As part of a raft of new powers promised during the independence referendum in 2014, Holyrood will gain control over rates and bands of income tax from April 2017. It will not have any power to change the personal allowance, which will rise to £11,500 next year under plans unveiled by George Osborne last week.
From this April, the Scottish government has the right to vary income taxes by 10p relative to the UK rate, but it must apply the changes equally across every tax band and it cannot take measures to amend the income levels at which the bands apply.
Under the new laws, it will gain fuller control from next year and the SNP has effectively pledged to keep taxes broadly as they are now.
However, while a freeze at current levels will "reassure well-off payers, some of whom had been concerned about the SNP rhetoric on social justice and the need for progressive taxation", it will fuel feeling among some left-wing members that the party is being "too cautious", says the Financial Times.
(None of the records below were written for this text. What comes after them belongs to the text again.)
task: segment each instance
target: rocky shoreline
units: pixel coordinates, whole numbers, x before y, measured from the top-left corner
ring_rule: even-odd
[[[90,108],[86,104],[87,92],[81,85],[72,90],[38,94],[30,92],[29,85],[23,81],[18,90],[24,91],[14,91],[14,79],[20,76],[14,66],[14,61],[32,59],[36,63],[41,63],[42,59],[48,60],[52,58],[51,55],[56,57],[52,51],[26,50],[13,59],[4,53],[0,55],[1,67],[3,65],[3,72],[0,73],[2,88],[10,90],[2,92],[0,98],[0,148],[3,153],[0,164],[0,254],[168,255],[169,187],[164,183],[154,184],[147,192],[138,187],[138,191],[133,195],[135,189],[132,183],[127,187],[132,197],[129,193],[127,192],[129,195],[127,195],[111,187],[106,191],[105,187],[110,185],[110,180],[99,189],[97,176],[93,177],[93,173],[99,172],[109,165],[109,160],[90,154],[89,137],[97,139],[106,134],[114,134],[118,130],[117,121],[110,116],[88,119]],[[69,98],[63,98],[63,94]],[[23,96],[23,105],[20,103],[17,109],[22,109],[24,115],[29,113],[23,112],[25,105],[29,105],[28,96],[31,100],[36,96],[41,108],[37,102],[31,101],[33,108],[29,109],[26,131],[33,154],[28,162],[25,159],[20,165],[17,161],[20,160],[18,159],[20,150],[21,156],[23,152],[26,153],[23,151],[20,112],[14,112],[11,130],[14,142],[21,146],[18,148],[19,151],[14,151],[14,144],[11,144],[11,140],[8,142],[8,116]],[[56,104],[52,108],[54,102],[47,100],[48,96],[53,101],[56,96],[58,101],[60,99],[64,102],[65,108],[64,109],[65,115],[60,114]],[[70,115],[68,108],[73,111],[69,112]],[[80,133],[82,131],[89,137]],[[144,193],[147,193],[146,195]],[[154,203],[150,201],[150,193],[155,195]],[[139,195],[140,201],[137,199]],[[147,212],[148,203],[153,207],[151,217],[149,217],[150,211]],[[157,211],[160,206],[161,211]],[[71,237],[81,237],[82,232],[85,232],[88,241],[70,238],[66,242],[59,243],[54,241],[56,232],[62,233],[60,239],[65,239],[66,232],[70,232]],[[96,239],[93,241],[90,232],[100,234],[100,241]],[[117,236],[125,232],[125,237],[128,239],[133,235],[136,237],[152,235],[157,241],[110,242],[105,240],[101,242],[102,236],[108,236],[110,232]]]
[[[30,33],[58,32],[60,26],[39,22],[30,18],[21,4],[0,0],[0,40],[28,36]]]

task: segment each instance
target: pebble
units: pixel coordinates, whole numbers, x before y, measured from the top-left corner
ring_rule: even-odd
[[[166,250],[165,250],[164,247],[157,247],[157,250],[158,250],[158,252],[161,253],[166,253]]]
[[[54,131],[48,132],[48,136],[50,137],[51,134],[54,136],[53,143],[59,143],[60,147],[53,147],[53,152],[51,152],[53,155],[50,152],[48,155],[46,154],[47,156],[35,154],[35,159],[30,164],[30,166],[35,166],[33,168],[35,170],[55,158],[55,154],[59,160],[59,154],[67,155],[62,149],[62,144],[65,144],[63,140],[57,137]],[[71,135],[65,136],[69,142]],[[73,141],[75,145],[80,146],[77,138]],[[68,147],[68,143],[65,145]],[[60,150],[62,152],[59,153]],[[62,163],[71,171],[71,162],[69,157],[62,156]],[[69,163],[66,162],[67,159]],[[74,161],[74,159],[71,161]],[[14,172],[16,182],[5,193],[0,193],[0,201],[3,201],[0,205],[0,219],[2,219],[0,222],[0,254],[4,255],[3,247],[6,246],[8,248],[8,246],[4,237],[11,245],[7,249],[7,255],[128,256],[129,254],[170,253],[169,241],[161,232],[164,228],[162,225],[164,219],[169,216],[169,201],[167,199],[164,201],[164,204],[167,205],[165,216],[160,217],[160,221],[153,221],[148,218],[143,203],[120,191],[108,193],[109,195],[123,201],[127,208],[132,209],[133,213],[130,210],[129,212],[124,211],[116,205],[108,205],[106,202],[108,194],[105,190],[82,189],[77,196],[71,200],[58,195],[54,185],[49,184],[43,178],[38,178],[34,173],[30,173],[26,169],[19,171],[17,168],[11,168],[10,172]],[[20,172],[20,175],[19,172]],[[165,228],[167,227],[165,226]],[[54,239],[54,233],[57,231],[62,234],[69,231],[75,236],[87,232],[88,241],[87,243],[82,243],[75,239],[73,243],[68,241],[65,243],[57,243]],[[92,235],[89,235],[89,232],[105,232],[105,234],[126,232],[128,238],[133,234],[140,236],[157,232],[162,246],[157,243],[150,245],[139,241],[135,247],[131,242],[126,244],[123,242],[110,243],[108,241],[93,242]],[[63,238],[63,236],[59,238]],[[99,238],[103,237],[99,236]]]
Sensing a possible opportunity to occupy SNP territory, Scottish Labour has tacked left in order to present itself as the truly radical party on taxation. It has already called for an increase across all income tax bands of 1p to fund higher spending, saying a £200-a-year payment could be made to the lowest paid to prevent them losing out.
Party leader Kezia Dugdale said: "Instead of ending austerity in Scotland, this means billions of pounds of Tory cuts passed on to Scotland's public services. Nicola Sturgeon must now tell people where these cuts will fall."
Scottish Labour has also pledged to scrap the current council tax system, which it labels "unfair", and replace it with a new form of local government tax based on property value. Under its system, it says, 80 per cent of households would be better off.
The SNP recently decided to retain council tax based on 25-year-old property valuations despite previous manifesto promises to reform the system, a move which has been condemned by its opponents.
Middle class Scots facing higher tax bill than rest of UK
17 March
Middle class workers in Scotland could soon be paying a higher rate of income tax than their fellow Brits.
In his Budget yesterday, Chancellor George Osborne made further moves to fulfil the Conservatives' tax-cutting manifesto pledges with the announcement of an increase in the higher-rate threshold at which 40 per cent tax becomes due to £45,000, which will see about 585,000 fewer people paying the higher rate from April 2017.
The argument is that the tax now catches swaths of people it was never intended for, including senior teachers and nurses, because the threshold has not kept pace with wage rises. When Nigel Lawson introduced the rate 30 years ago, it applied to one in 20 people, the Daily Telegraph notes. This has since risen to one in six.
But critics say Osborne's plans amount to a tax break for the rich at a time of a squeeze on benefits, including this week's move to cut payments for disabled people deemed fit to undertake some work.
Among the voices of dissent is Scottish first minister Nicola Sturgeon - and from next year, she'll have the power to do something about it.
From April, the Holyrood government can move income taxes by anything up to 10p higher or lower. However, under the final draft of the new Scotland bill, it will be able to vary tax rates and bands freely from next year, although MSPs will have no power over the personal allowance.
This means Sturgeon, should she win May's election, could decide to reverse Osborne's decision north of the border, meaning 372,000 Scottish people earning more than £43,000 would pay collectively £190m more in tax. The Scottish National Party will set out its plans next week, before the election break.
"Let me be absolutely clear today - a large tax cut for ten per cent of the population, those on the highest incomes, at a time when support for the disabled is being cut, at a time when our public services are under pressure, is in my view the wrong choice," Sturgeon told the BBC.
Scottish Labour and Liberal Democrats both also oppose the changes and have called for a 1p tax rise for all but the lowest paid and the reinstatement of the 50p tax for the highest paid. This, says The Guardian, allows the Scottish first minister to "portray herself as the moderate, centrist party leader" by opposing both Osborne's cut and more radical tax rises under her rivals.